Global Leaders Equity Fund: June 2020

Summary 

  • The Global Leaders Fund (I share class in US$), returned 2.6% over the month. This was somewhat behind the MSCI All World Large Cap Index return of 4.4%, but still 2.8% ahead of benchmark year to date
  • Global equities rallied during the month of May. This was driven by an easing of monetary policy, stimulus efforts and investors sentiment improving as we return to economic normalcy
  • The rapid recovery in equity prices, initially led by a handful of technology companies, is becoming broader based. This suggests that a sustained equity rally is possible. The fund has benefited from this while retaining its quality ethos
  • Over the month, the position in AT&T was sold and replaced by two new holdings: building materials giant CRH and electronics giant Samsung Electronics.  

Market update

In May, the Global Leaders Fund (I share class in US$) returned 2.6% in comparison to the MSCI All World Large Cap Index return of 4.4%.

As expected, economic data continues to look poor due to the COVID-19 lock-downs. This, however is mostly backward looking. Increasingly, there are signs that lock-downs are easing with a return to economic normality. Supported by continued easing of monetary policy, industrials and higher cyclical stocks generally performed well, while consumer staples and healthcare did not keep pace. These factors largely explained the relative under performance of the fund during May. The fund is still 2.8% ahead of the benchmark, year to date.

Our position in AT&T was sold over the month. We believe that the company continues to suffer from market-share losses. Although the high-dividend yield remains attractive, the involvement of a prominent activist investor should result in disposals in the medium term. We believe that the environment for such disposals will be unfavourable, especially in the short term. Following market moves, the opportunity to acquire other market leaders, at what we believe to be attractive prices, was taken. Positions were established in global giants CRH and Samsung Electronics.

CRH is the world’s leading building materials company, with more than five times the scale of its competitors in its core market of the US. Being fully integrated provides the firm with a competitive advantage, one which we believe will be sustained.
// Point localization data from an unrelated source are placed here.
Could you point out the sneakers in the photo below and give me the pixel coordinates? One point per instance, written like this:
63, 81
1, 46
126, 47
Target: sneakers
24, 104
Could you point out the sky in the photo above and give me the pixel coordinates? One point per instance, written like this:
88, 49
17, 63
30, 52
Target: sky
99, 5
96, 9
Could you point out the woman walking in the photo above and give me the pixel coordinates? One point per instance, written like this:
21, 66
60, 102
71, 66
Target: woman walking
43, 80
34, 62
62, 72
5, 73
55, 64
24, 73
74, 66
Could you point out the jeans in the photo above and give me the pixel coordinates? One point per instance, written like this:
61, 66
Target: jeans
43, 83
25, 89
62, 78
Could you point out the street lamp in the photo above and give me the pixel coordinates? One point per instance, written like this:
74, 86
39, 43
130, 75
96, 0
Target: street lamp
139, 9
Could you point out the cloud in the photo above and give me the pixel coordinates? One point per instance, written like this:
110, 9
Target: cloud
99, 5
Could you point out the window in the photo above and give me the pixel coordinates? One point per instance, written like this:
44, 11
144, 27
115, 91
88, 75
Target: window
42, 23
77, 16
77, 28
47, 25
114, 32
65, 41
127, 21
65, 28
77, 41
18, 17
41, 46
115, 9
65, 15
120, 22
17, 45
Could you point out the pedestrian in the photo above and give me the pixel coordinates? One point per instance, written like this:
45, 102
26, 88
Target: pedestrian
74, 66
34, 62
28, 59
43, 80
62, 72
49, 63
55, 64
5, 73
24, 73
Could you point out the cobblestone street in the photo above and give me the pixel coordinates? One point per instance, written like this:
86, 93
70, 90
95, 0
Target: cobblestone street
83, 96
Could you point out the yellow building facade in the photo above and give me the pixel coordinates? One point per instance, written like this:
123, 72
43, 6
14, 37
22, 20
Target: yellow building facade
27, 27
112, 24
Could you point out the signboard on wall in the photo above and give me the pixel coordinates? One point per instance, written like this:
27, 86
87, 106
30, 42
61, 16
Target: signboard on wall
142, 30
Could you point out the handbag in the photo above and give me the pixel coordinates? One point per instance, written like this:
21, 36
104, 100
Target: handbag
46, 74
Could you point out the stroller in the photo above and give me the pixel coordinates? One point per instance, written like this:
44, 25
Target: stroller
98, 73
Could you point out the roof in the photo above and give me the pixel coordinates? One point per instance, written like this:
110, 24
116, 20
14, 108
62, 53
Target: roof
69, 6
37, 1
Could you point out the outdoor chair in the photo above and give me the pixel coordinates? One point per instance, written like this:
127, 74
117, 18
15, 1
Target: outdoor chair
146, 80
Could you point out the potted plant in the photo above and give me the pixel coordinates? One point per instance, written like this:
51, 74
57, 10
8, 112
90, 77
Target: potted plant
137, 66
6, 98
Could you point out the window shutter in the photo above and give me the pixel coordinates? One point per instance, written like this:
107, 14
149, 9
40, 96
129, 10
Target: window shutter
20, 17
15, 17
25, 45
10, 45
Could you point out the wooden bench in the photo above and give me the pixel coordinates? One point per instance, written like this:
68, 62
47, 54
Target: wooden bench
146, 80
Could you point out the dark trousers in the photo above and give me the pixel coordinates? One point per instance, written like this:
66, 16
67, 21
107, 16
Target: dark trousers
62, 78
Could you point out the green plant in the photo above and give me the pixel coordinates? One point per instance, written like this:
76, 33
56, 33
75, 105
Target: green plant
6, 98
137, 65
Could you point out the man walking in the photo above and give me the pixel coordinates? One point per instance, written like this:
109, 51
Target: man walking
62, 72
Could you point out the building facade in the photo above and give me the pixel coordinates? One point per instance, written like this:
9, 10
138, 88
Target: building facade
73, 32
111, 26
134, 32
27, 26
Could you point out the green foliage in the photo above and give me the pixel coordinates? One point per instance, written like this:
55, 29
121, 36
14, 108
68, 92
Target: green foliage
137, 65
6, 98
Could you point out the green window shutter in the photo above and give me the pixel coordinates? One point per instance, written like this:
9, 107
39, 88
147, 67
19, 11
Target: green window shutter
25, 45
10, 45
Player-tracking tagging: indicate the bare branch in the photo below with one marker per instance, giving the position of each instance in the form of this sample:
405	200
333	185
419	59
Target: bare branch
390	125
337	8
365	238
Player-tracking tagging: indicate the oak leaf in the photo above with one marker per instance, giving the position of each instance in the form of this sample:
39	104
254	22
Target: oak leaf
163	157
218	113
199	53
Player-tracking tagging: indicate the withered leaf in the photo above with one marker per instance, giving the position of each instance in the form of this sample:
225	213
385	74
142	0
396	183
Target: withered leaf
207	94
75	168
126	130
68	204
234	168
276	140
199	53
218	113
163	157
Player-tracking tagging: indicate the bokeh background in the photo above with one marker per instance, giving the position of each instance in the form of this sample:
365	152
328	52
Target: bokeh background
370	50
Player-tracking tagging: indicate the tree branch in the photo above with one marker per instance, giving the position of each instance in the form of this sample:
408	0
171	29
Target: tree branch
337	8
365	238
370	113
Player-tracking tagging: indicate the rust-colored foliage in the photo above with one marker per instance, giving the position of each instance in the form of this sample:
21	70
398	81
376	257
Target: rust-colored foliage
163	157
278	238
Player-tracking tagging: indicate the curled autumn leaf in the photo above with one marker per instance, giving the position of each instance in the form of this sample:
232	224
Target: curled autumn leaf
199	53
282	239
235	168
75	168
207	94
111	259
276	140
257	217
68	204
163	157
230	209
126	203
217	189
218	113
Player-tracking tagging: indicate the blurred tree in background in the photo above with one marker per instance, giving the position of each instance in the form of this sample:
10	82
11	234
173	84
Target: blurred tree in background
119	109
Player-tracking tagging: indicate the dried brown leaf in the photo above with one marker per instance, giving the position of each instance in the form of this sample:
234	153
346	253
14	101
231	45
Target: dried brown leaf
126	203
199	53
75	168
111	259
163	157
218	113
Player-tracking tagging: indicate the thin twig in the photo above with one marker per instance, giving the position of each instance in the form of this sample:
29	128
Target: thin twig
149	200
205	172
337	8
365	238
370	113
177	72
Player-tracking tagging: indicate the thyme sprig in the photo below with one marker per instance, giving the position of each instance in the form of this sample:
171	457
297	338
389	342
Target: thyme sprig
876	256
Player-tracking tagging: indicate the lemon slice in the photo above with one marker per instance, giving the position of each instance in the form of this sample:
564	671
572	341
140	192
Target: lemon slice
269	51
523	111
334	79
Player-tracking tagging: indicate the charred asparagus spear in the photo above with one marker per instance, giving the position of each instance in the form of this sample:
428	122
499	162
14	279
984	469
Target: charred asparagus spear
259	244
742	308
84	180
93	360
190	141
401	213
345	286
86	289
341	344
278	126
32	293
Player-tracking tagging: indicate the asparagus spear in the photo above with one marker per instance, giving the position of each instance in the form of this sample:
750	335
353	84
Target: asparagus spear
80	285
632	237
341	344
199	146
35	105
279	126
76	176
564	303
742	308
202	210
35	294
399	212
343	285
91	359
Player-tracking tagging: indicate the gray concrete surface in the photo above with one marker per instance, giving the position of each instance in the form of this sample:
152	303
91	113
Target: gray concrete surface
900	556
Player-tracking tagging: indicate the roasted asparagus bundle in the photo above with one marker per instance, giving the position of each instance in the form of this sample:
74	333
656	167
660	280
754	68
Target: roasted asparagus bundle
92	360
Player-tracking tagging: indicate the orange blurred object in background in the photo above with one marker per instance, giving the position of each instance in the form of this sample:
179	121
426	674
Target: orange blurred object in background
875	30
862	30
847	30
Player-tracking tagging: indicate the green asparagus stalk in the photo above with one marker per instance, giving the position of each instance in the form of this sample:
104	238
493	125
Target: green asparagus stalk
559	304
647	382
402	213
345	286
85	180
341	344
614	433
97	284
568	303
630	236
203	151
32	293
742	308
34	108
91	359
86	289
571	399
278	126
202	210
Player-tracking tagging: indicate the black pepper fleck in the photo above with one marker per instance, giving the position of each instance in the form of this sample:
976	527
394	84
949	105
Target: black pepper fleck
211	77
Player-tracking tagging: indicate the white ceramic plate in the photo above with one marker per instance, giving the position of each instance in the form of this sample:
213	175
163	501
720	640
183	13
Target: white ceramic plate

Any signs of economic weakness are likely to be met with increased infrastructure fiscal spending by the US government, which will benefit the company.

Samsung Electronics is the global leader in smartphones and semi-conductor memory technology. We believe it is set to benefit from a cyclical recovery in memory pricing and demand off the back of 5G and increased demand for data centres. Data centre demand is being driven by cloud computing, e-commerce, remote working and gaming. In addition, we expect a new replacement cycle for smartphones driven by 5G technology and foldable phone innovation.  

When it comes to equity funds, the role of share price momentum as a driver of fund performance is much maligned by pure value-oriented investors. It is, however, one of a few factors that have been shown to provide outsized rewards empirically. In order to benefit, we allow positions to increase in size within the fund while we continue to see shares trade at a discount to our view of intrinsic value. By contrast positions are not generally topped up when their price declines. 

Hong Kong-based CK Hutchison was the main disappointment this month falling 14%. Despite a very low proportion of its earnings coming from Hong Kong, unrest in the Special Administrative Region has impacted sentiment for the stock. We consider that the company provides exceptional value. In addition, the COVID-19 pandemic has had very little impact on much of their businesses. We believe that there are many catalysts for re-rating the business within our fund, including additional buybacks, listing or spin offs of either the towers or pharmacy businesses, and even a re-domicile. As the famous saying goes, “It ain’t what you don’t know that gets you in trouble. It’s what you know for sure that just ain’t so”. 

While we retain conviction in the investment thesis an approach of not topping up our investment failures should mean the fund is not so subject to entrenched analyst positioning. 

The recovery in global equity prices since the initial announcement of the coronavirus pandemic has been rapid. While the recovery has been led by a handful of technology stocks, it seems to be becoming broader based. We remain optimistic that over the long term, high-quality stocks purchased at reasonable prices will provide long-term investors with good levels of returns. The degree of monetary stimulus by central banks also looks supportive for equity prices.